J: Et vous êtes allée à l'école ?
G: Oui, à l'école communale de SÉZANNE. J'ai eu mon certificat d'études, j'avais pas
onze ans. Et j'avais une sœur qui était dans la même école que moi et toujours dans la
même classe, et pourtant elle était trois ans plus vieille que moi, et elle a eu son certificat
d'études à quinze ans. Malheureusement elle est morte, ma sœur, alors, après avoir eu
onze enfants.
J: Et qu'est-ce que vous aimiez à l'école ?
G: Tout m'intéressait. Tout !
J: Alors c'était comment à l'époque ?
G: Comment ?
J: Comment c'était à l'époque ?
G: Eh ben, comment c'était ? Le matin, on commençait par la morale, déjà. Et on regardait
si on avait les mains et les ongles propres, comme il se doit. Et puis on attaquait la, la
morale. C'était la, la directrice qui nous faisait la morale le matin. Et après on commençait,
ou par des fractions, ou par des, comment, des divisions, ou, on avait une, une heure de,
de, de, de, pour compter, pour faire les divisions, les...
J: De mathématiques ?
G: Oui, c'est, on peut appeler ça comme ça maintenant, ouais. Oui.
J: Et vous vous souvenez de certaines choses de morale qui vous ont frappée ?

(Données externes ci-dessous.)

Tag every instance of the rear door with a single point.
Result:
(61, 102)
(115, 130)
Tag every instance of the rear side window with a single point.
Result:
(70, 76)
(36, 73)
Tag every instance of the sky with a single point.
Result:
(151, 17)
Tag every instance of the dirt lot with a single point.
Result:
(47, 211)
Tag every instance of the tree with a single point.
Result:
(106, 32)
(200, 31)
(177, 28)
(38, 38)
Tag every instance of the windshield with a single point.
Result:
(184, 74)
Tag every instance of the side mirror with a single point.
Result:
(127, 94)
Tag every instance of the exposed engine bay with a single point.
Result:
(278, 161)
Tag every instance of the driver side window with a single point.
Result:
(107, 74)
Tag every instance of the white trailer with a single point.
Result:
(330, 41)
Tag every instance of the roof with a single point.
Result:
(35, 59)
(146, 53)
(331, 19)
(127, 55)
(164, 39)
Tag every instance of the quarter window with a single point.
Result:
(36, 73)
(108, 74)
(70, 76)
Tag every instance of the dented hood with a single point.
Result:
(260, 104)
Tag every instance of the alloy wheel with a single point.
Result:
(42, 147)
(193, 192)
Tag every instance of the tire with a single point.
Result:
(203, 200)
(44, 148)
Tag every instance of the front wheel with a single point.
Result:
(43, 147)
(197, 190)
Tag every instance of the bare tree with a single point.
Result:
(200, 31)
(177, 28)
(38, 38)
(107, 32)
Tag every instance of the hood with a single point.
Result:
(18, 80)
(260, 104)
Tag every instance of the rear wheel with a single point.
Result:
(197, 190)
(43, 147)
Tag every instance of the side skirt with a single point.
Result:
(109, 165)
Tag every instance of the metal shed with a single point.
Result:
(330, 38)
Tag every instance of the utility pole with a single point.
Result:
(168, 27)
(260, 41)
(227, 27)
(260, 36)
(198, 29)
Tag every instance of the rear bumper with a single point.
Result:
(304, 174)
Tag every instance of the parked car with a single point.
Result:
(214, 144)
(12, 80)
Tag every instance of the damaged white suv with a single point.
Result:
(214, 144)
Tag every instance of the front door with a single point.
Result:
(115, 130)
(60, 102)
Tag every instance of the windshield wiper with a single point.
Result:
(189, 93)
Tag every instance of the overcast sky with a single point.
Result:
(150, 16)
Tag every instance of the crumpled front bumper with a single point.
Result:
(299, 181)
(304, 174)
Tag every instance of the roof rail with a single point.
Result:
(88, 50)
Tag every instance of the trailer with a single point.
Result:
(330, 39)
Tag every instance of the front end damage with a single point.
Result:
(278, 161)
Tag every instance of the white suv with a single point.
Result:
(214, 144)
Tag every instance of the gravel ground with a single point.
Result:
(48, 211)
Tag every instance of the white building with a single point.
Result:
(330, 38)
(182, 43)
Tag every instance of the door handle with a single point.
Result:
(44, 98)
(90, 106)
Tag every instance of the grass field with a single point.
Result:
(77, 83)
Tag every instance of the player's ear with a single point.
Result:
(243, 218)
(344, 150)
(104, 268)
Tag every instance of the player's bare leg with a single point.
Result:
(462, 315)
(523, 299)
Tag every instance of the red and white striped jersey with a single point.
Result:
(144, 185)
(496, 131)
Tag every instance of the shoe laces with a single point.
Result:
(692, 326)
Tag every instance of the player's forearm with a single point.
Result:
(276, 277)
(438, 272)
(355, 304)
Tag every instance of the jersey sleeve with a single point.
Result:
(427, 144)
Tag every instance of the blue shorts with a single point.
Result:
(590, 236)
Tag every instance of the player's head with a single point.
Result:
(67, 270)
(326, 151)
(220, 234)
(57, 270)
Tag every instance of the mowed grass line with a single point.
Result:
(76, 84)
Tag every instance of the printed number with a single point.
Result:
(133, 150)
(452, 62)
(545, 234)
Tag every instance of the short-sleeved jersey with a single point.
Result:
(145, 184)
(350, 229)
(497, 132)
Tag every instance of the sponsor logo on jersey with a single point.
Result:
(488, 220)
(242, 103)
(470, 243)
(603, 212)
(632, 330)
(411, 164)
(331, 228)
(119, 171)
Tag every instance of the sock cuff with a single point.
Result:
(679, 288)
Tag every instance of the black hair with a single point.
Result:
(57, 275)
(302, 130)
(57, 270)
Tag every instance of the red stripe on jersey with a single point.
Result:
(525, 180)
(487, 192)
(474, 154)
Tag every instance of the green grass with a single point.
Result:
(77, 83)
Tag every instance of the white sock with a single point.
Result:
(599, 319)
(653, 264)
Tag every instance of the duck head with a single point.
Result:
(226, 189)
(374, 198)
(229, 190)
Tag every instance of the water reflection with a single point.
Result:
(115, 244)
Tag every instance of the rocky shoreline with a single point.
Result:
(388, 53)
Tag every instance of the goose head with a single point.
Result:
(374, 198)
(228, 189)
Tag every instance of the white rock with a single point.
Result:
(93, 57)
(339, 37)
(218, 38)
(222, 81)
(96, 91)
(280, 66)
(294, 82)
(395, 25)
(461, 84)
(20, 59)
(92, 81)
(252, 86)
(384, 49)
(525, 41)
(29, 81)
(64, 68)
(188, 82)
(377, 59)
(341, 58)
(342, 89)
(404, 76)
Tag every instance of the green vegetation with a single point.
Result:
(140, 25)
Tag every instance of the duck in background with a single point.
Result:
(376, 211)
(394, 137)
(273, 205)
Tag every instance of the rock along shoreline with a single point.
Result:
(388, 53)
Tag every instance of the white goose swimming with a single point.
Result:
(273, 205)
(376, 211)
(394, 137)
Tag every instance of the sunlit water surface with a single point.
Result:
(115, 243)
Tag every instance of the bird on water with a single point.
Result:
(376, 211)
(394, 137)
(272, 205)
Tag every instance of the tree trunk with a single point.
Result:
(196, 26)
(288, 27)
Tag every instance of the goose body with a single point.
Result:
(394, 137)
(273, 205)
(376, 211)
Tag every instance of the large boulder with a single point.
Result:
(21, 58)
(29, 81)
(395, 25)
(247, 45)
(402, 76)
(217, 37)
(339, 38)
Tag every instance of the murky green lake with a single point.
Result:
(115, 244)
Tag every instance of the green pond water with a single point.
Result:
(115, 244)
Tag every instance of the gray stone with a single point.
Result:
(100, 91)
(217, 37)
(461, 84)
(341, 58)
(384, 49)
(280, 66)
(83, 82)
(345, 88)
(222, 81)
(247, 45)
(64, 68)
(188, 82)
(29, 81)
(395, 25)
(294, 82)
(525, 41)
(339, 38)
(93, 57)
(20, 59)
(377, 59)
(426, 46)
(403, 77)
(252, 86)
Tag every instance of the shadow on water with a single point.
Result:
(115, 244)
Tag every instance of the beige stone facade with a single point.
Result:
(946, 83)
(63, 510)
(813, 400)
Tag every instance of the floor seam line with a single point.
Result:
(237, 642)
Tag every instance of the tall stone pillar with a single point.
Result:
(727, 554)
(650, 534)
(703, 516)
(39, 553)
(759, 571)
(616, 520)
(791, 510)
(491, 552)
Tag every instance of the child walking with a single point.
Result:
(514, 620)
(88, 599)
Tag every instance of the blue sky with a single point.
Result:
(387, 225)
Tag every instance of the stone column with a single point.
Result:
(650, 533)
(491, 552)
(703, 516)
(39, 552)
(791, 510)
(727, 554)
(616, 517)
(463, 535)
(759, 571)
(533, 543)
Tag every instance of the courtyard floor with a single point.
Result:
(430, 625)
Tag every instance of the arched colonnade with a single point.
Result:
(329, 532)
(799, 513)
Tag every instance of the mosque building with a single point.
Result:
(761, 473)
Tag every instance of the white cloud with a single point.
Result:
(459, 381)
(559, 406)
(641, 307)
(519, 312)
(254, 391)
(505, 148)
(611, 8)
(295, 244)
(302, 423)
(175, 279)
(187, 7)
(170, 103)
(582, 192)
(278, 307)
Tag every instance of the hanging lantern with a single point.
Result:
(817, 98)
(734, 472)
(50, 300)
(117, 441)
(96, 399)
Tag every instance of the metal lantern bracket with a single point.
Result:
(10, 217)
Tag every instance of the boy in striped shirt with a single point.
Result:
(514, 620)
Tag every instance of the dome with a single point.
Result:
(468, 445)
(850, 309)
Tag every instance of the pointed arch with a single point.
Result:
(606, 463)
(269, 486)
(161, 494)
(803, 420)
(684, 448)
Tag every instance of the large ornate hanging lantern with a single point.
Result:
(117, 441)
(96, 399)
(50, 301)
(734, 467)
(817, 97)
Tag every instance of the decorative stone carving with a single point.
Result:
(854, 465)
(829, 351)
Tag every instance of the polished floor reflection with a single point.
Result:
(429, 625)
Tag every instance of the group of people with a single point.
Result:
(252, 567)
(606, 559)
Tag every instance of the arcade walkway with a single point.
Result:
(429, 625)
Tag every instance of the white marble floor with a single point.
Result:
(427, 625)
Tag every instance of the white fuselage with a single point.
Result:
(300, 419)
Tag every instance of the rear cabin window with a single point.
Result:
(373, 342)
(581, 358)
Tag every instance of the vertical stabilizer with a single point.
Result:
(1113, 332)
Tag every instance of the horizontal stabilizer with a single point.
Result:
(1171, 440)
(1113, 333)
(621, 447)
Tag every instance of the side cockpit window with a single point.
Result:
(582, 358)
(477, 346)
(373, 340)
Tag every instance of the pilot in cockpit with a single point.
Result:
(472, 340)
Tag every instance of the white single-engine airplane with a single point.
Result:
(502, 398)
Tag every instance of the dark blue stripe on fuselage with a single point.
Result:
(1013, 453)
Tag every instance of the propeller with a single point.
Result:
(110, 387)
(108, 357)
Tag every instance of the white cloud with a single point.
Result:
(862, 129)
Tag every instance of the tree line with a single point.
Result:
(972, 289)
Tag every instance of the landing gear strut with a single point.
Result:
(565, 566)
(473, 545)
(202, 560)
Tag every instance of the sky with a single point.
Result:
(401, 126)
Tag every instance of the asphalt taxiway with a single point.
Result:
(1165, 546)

G: Ah ben, la morale, on nous prêchait des, de suivre droit notre chemin, de ne jamais ni
voler ni prendre dans les magasins ou quelque part, ou même à l'école, de, de voler une
gomme à la copine si on n'en avait pas, des trucs comme ça. Mais autrement...Et puis
aussitôt sortie de l'école, ben, on m'a mise chez les autres. Voilà.
J: Chez les autres ?
G: Ben, chez les gens pour, des fois pour garder les enfants, ou, les petits enfants, ou
alors...Mais moi, j'ai pas voulu en rester là.
J: Mais à onze ans, vous deviez encore aller à l'école, non ?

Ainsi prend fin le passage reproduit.